DramaLondonReview

The Play About My Dad – Jermyn Street Theatre, London

Writer: Boo Killebrew

Director: Stella Powell-Jones

Reviewer: Scott Matthewman

When Hurricane Katrina devastated the Gulf Coast in 2005, it was more than just New Orleans that was hit. Playwright Boo Killebrew, from the Mississippi town of Gulfport, was living in Manhattan at the time – but her estranged father, a doctor at the local hospital, was there.

His stories of that time form the basis of his daughter’s play. But she also throws in tales of her Unnamed 2parents’ breakup, and the emotional distance this puts between her and her father. In addition, the structure of the play is discussed between the onstage version of Boo (Hannah Britland) and her father (David Schaal).

This metatextual, play-within-in-a-play format is the weakest part of Killebrew’s work, as if there is some residual guilt for acquiring the real-life tales of her friends and former neighbours – not all of whom survived their encounter with Katrina – and repurposing them for her own ends. The effect of the technique is also lessened under Stella Powell-Jones’s direction: scenes of Boo and her father while they are supposedly “outside” the play itself are delivered as theatrically as the rest of the piece.

It is when Killebrew drops the artifice of her structure and allows the characters to speak for themselves that the play’s true heart makes its full impact. Nathan Welsh and, in particular, Ammar Duffus excel as the paramedics trapped in their ambulance by the rising waters, while Joel Lawes and Annabel Bates provide a believable portrayal of parents who each have different techniques of distracting their ten-year-old son Michael (a startlingly good T’Jai Adu-Yeboah, who alternates the role with Taye Junaid-Evans) from the dangers of the incoming storm.

The most astonishing performance, though, comes from Miquel Brown as Miss Essie, Boo’s father’s former babysitter, and now an old woman waiting out the storm on her own. Miss Essie is, we are told, a storyteller and her dialogue reflects that: her encounter with Katrina is poetic, lyrical and the highlight of Killebrew’s writing.

Next to such profound tales of love, loss, bravery and fear in the face of an enormous natural and humanitarian disaster makes Killebrew’s musings on her own family’s troubles seem inconsequential in comparison. They are saved by the warmth of both Britland and Schaal, accompanied by a scene-stealing turn by Juliet Cowan as Boo’s mother.
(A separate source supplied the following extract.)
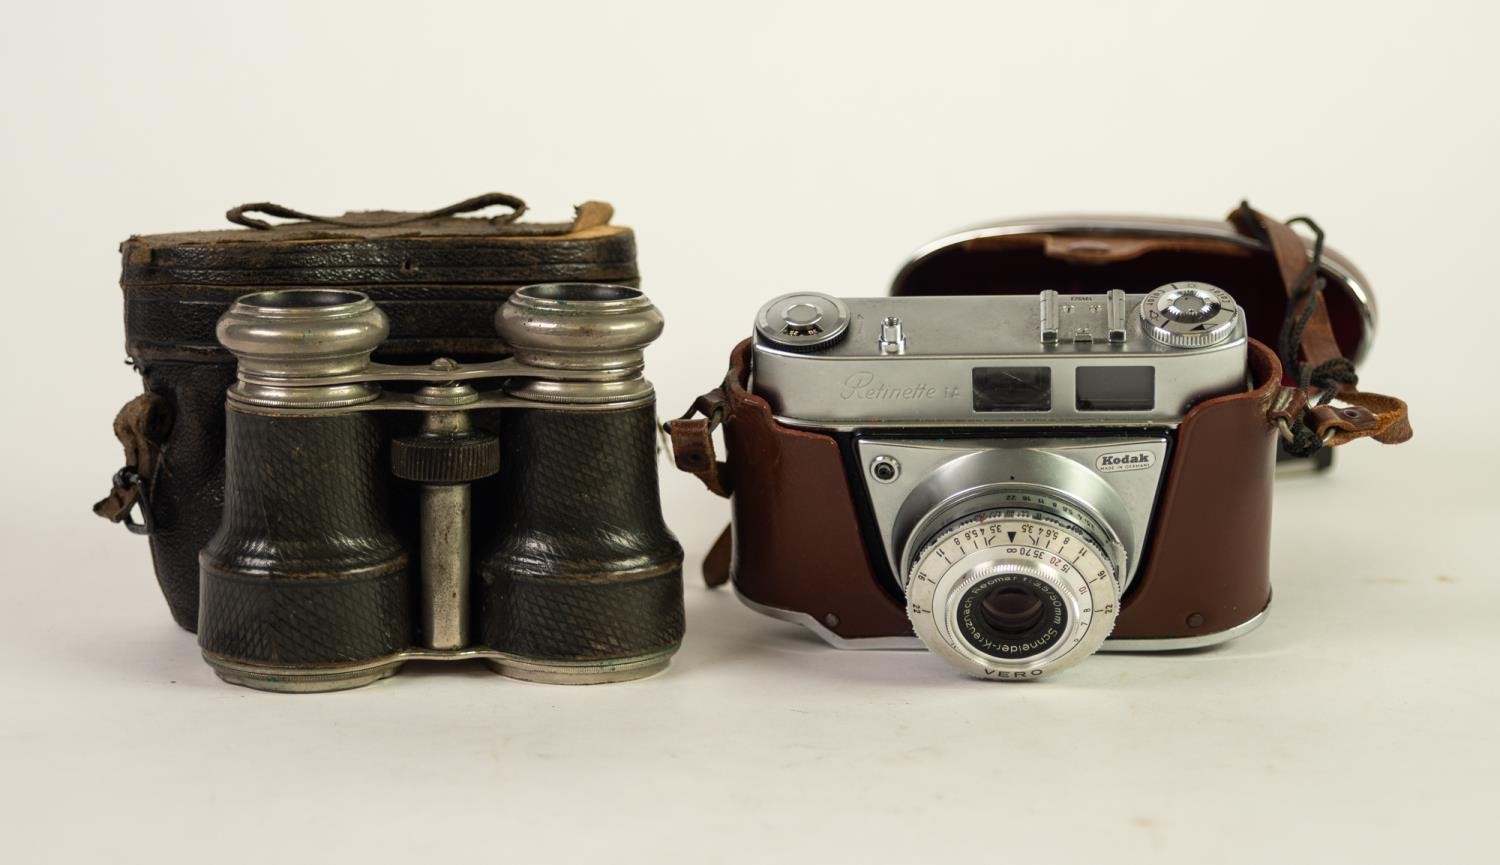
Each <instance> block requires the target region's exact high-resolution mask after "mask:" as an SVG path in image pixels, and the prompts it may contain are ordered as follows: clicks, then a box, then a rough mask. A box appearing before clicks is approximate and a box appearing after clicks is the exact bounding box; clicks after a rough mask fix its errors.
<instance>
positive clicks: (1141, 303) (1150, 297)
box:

Charlotte Espiner’s set design and Elena Peña’s sound, in accordance with the playwright’s stated wishes, do not focus on destruction or rain sounds. Instead, the plywood of (re)construction and a low grumble, which ducks out into silence when the cast hear thunder, lets the theatrical artifice recede to allow the Gulfport residents a greater emphasis.

If only Killebrew had allowed her family story and her metatextual elements to similarly recede, The Play About My Dadwould better serve its true subjects. But her work is nevertheless a satisfying piece of theatre.